Because what the globe needs is yet another company pandering to tech elites and ignoring the huge numbers of people out there of modest means? I mean seriously, Apple does all this stuff you're saying, pulling in devs with the shiny stuff, and targeting the SF yuppie... and this helps the people in Spain and India how? Not to mention that you're talking about the market segment already occupied by Android. Mozilla was trying to cater to those left behind.

Mozilla's raison d'etre isn't to push libre software per se. It's to enable the masses; libre software is merely an asset in that mission.

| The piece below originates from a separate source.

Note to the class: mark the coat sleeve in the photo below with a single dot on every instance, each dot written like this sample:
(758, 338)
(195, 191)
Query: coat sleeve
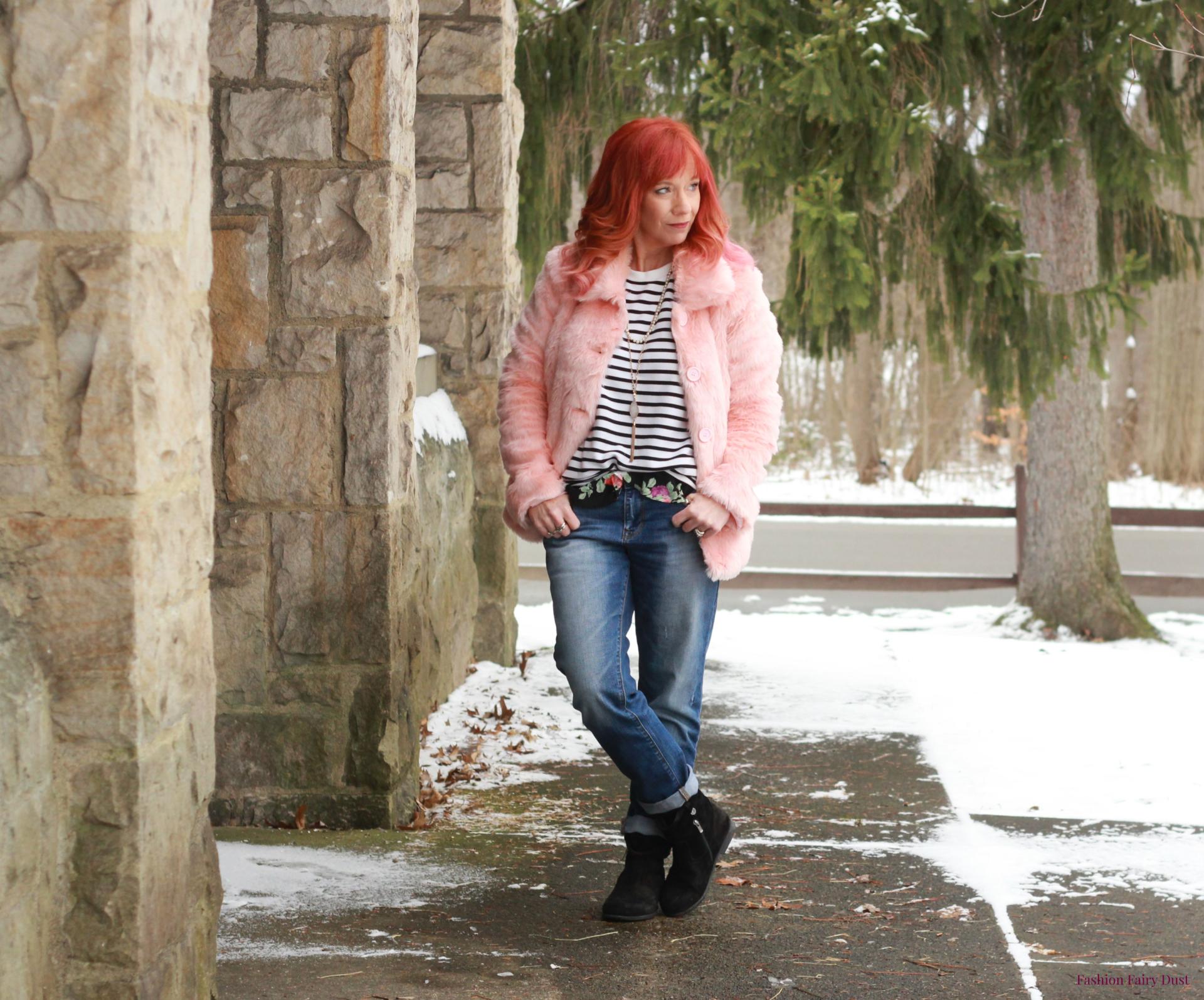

...tech elites...SF yuppies...

Read again what I wrote: the point was to get the phones into the hands of hackers, so they would write apps and create that ecosystem to ultimately benefit people elsewhere. (If there's a place with a more active hacker culture than the Bay Area, let's bring the phones there.)

I agree with amyjess' point made elsewhere. A quality phone is the means by which you get people interested in a platform, particularly developers. I think that's what's happening with Android and iPhone, in that the first phones are expensive, but the cost is spiraling ever downward. I just would rather see a freer alternative succeed, and hoped FirefoxOS would be it.


The hackers in the bay area are more interested in shiny iphones than up'n'coming tools for the masses. You'd be better off doing it in Europe, where there is a stronger hacker culture towards doing stuff 'for everybody', plus much more familiarisation with i18n issues. In this bay area/startup bubble we live in, the default refrain is "I don't want to fiddle with the underlying machine", and that's not the kind of mindset you want for an underdog that is never going to be as polished as the market leader.

> iPhone ... but the cost is spiraling ever downward

The iPhone 1, the one that got people excited, was US$400. The iPhone 7 is US$650 (for the bottom model). Inflation in the US has not been 50%+ for the intervening decade.